2203. If a person has leased out something, he cannot claim its rent until he has delivered it. And if a person is hired to perform an act, he cannot claim wages until he has performed that act, except in the cases where advance payment of wages is kept as a condition or is an accepted norm.

2204. If a lessor delivers the leased property, the lessee should pay the rent, even if he may not take the delivery, or may take its delivery but may not utilize it till the end of the period of lease.

2205. If a person agrees to perform a task on a particular day against wages, and appears on that day to perform the task, the person who has hired him, should pay him the wages, even if he may not assign that task to him. For example, if a tailor is hired to sew a dress on a particular day, and he appears to do the work, the hirer should pay him the wages even if he may not provide him with the cloth to sew, irrespective of whether the tailor remains without work on that day or alternatively does his own or somebody else's work.
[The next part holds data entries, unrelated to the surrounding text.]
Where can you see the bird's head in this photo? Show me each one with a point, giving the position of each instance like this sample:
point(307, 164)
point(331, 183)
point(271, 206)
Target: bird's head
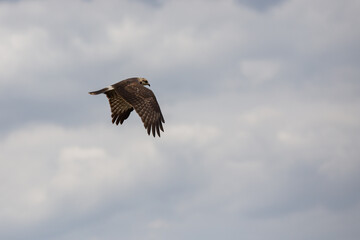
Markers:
point(144, 81)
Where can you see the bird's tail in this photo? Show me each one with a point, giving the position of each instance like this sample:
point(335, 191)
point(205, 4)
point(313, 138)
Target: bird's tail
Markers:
point(101, 91)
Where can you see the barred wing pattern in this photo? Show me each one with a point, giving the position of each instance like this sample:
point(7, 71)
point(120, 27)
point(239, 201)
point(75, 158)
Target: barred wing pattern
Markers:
point(120, 109)
point(130, 94)
point(145, 104)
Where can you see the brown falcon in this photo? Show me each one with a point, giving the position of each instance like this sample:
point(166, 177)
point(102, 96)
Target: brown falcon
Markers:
point(130, 94)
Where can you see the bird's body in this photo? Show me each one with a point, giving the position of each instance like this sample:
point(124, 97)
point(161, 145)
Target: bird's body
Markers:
point(130, 94)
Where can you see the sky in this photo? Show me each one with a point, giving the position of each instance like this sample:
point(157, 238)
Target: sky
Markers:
point(262, 107)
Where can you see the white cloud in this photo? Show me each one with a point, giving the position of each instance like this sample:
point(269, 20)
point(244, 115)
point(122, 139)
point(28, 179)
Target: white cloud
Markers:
point(261, 114)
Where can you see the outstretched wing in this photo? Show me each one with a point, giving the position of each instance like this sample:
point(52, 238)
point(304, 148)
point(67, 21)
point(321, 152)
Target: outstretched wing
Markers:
point(120, 109)
point(145, 104)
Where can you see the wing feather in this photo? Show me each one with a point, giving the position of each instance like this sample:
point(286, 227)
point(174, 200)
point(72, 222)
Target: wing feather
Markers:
point(145, 104)
point(120, 109)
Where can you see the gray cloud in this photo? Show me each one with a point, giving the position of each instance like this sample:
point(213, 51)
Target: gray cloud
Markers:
point(261, 107)
point(260, 5)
2206. If it transpires after the expiry of the period of lease, that the lease contract was void, the lessee should give the usual rent of that thing to the owner of the property. For example, if a person takes a house on lease for one year on a rent of $100, and learns later that the lease contract was void, and if the normal current rent of the house is $50, he should pay $50. And if its normal current rent is $200, he should pay $200. And the same order applies, if it is known during the period of lease, that the lease contract is void in relation to the outstanding rent for the past period.

2207. If a thing taken by a person on lease is lost, and if he has not been negligent in looking after it nor extravagant in its use, he is not responsible for the loss. Also,

 

if, for example, a cloth given to a tailor is damaged or destroyed, when the tailor has not been extravagant, and has also not shown negligence in taking care of it, he need not make any replacement.
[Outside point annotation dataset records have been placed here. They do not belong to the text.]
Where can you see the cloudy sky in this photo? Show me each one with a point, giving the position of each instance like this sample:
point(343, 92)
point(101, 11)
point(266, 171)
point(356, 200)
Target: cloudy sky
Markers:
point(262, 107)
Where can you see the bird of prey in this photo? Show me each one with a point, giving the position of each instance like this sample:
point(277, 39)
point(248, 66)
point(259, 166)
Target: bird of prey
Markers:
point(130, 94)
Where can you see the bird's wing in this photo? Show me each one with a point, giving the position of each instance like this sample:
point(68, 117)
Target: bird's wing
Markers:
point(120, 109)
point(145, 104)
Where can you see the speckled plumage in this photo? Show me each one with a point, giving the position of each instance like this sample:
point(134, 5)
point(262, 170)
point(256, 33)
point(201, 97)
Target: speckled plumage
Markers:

2208. If an artisan loses the thing taken by him, he is responsible for it.

2209. If a butcher cut off the head of an animal, and makes it Haraam, he must pay its price to its owner, regardless of whether he charged for slaughtering the animal or did it gratis.

2210. If a person takes an animal on hire, and specifies as to how much he will load on it, and if he puts a heavier load on it, and as a result, the animal dies or becomes defective, he is responsible for it. And even if the quantity of the load is not specified, and he puts an unusually heavier load on it with the result that the animal dies or becomes defective, the person concerned is responsible. And in both the cases, he must pay extra rent than is usual.

2211. If a person gives an animal on hire so that fragile goods may be loaded on it, and the animal slips or trots and breaks the things, the owner of the animal is not responsible for it. However, if the owner beats the animal severely, or does something like it, as a result of which the animal falls down on the ground, and breaks the goods, he (the owner of the animal) is responsible.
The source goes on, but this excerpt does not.